Le reclute sono monitorate con elettrodi appiccicati al corpo e strumenti per le rilevazioni telemetriche. Tra bombardamenti e agguati con munizioni vere, come accade regolarmente nell’addestramento dei militari americani, simulazioni elettroniche di attacchi ed esplosioni, ogni azione e razione è soppesata, dalla quantità di acido lattico nei muscoli al battito cardiaco. E sono per prime le donne a chiedere che niente sia facilitato nel loro percorso, per dimostrare che tutto quello che un maschio può fare anche loro possono fare.

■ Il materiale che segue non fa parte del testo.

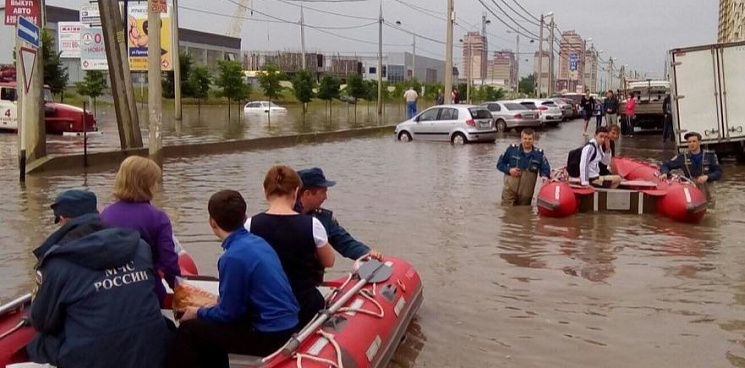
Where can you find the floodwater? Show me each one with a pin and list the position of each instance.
(503, 287)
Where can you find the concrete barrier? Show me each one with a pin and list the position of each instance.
(101, 161)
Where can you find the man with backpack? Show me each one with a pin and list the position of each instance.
(585, 162)
(521, 164)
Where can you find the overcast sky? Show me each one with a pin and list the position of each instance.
(636, 32)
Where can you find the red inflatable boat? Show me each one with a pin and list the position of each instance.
(365, 320)
(641, 191)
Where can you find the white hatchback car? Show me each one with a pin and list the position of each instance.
(458, 124)
(263, 107)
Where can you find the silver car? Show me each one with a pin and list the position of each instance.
(458, 124)
(509, 115)
(550, 113)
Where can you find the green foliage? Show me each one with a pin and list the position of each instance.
(230, 79)
(269, 80)
(527, 84)
(329, 88)
(302, 86)
(55, 75)
(93, 84)
(200, 80)
(356, 87)
(168, 83)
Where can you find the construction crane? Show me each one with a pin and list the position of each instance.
(237, 24)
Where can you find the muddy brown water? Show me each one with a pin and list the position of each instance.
(503, 287)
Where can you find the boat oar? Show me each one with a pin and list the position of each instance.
(371, 272)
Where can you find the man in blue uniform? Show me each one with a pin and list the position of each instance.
(521, 165)
(310, 198)
(698, 165)
(95, 306)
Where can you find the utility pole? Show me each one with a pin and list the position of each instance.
(551, 59)
(154, 102)
(302, 35)
(176, 63)
(540, 58)
(449, 55)
(380, 60)
(116, 55)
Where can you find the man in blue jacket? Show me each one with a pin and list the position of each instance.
(257, 311)
(310, 198)
(95, 305)
(521, 165)
(700, 166)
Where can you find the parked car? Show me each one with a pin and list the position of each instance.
(509, 115)
(263, 107)
(550, 113)
(567, 110)
(458, 124)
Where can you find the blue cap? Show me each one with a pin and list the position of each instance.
(73, 203)
(314, 178)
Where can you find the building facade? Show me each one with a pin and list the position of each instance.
(503, 67)
(474, 56)
(571, 62)
(731, 21)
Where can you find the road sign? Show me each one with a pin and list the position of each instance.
(28, 32)
(22, 8)
(28, 63)
(90, 15)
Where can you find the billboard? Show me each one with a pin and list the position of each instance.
(137, 26)
(92, 49)
(68, 39)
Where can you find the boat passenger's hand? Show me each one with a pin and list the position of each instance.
(189, 313)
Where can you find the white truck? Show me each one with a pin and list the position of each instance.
(708, 96)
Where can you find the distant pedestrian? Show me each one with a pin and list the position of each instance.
(628, 126)
(667, 127)
(610, 105)
(588, 105)
(410, 96)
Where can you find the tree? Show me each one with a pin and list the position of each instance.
(230, 79)
(269, 81)
(168, 83)
(200, 80)
(357, 89)
(527, 84)
(92, 86)
(55, 75)
(302, 86)
(329, 89)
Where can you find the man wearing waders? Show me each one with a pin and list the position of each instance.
(702, 167)
(522, 164)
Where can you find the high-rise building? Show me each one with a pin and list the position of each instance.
(503, 68)
(591, 69)
(571, 63)
(542, 76)
(731, 21)
(474, 55)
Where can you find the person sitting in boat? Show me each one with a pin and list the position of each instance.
(310, 199)
(700, 166)
(135, 185)
(300, 240)
(95, 305)
(521, 165)
(595, 152)
(257, 312)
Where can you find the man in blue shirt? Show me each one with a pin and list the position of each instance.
(698, 165)
(256, 313)
(521, 165)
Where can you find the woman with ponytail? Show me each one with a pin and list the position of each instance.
(300, 240)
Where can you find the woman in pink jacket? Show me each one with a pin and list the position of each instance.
(628, 126)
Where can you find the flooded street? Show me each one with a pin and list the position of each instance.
(503, 287)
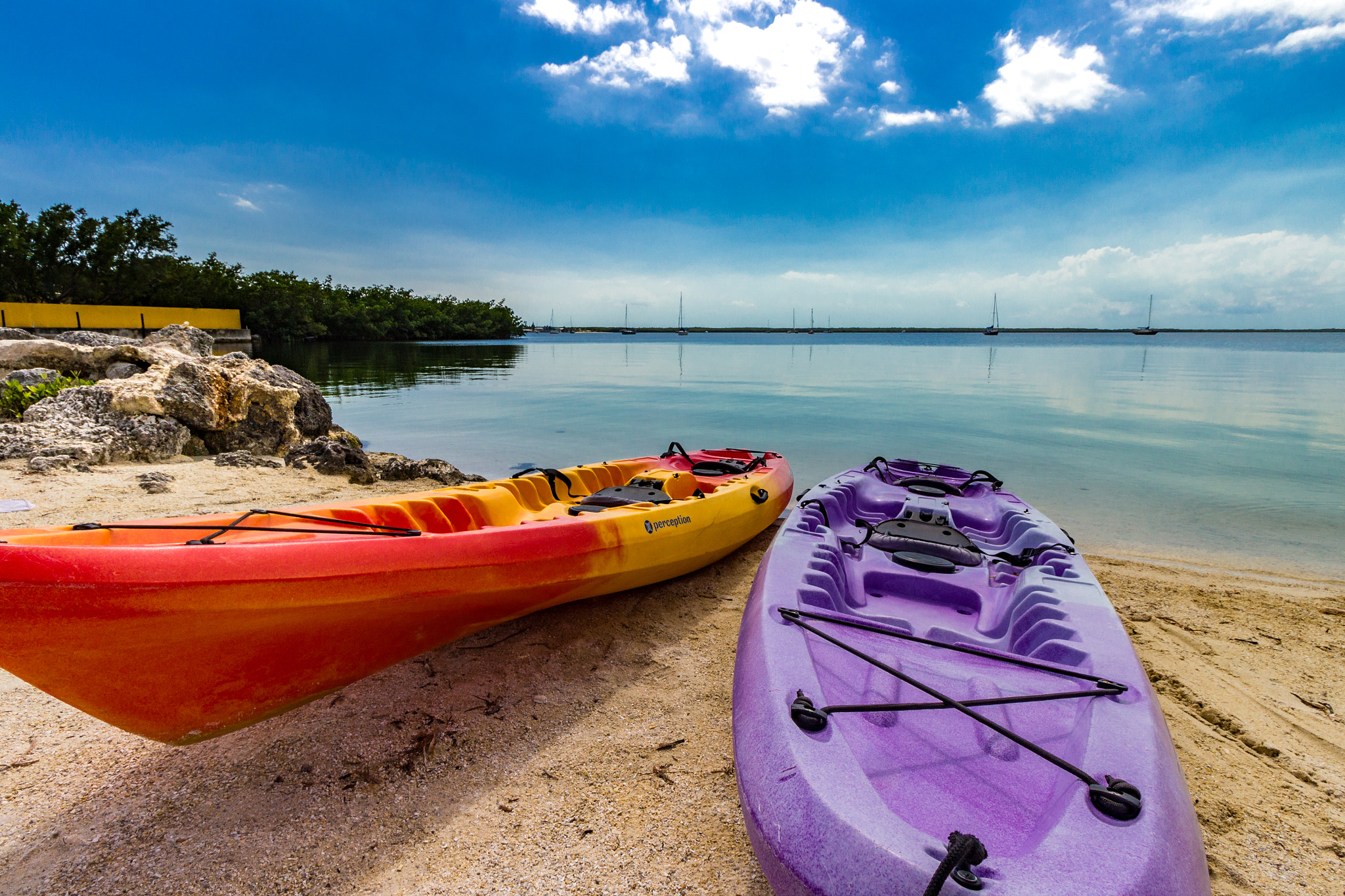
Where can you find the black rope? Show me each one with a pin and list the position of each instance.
(1021, 559)
(393, 531)
(821, 507)
(676, 448)
(552, 475)
(965, 851)
(984, 476)
(795, 617)
(986, 702)
(885, 473)
(958, 648)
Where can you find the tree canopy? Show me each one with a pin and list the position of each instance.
(65, 255)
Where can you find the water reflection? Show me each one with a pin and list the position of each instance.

Era dallo shock del 1948, quando Harry Truman finalmente pose fine alla discriminazione razziale che imponeva reparti separati per bianchi e neri, che le Forze Armate Usa non doveva superare lo shock di un cambiamento così radicale. Già l’ostracismo contro gli omosessuali, anche nell’ipocrita versione del «non dirlo e non chiederlo», era stato abbandonato, ma nel caso delle donne la resistenza psicologia di un mondo storicamente maschio e maschile rimane, dietro la “correttezza politica” intensa. Che ancora fatica a digerire quel 14 percento femmina del milione e mezzo di americani in uniforme.

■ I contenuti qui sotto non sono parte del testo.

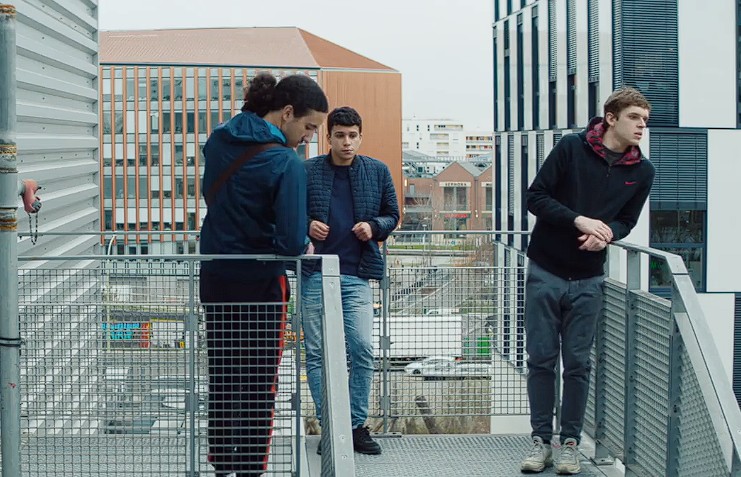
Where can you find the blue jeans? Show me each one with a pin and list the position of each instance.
(566, 309)
(357, 313)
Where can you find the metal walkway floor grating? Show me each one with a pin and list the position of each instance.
(449, 456)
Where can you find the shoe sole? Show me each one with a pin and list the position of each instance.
(536, 470)
(568, 470)
(378, 452)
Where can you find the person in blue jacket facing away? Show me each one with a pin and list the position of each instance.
(255, 188)
(352, 206)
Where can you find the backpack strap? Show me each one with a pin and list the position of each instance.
(251, 151)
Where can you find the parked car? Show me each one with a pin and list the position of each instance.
(444, 367)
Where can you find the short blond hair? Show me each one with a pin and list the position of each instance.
(623, 98)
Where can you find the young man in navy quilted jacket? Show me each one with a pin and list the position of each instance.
(351, 207)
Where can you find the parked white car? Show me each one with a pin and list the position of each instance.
(441, 367)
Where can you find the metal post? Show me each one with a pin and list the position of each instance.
(385, 342)
(10, 341)
(191, 326)
(633, 282)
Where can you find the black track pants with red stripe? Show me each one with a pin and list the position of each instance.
(245, 320)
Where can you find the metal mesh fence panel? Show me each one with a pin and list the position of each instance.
(115, 375)
(613, 363)
(699, 450)
(651, 375)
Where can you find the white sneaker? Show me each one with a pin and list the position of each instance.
(539, 457)
(568, 458)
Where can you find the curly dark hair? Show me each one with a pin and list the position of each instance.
(265, 93)
(344, 116)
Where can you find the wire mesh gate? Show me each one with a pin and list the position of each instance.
(115, 374)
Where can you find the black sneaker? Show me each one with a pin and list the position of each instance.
(362, 442)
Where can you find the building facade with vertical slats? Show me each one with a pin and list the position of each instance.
(686, 58)
(163, 91)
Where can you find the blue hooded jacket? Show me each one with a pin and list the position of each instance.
(261, 208)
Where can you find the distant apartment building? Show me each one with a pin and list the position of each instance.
(556, 61)
(164, 91)
(444, 138)
(459, 197)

Gli avversari accusano la politica di avere imposto la desegregazione di genere soltanto per convenienza elettorale, senza tenere conto della realtà del combattimento. I sostenitori obbiettano che si tratta soltanto di pregiudizi. «Se una donna riesce a superare i test, non esiste alcuna ragione per escluderla da tutti i ruoli nelle Forze Armate, inutile che si illudano di farci fallire», ruggisce il caporale Princesse Aldrete: «Non ce la faranno». E se usciranno ancora in piedi dalle foreste sui Monti Appalachi, un premio attende le signore “Full Metal Jacket”: novanta giorni nel deserto Mojave, l’estate prossima in California, tra scorpioni e serpenti a sonagli. «Ma chi sopravvive al sergente istruttore non può avere paura di qualche insetto e di qualche biscia» ride il caporale Princesse.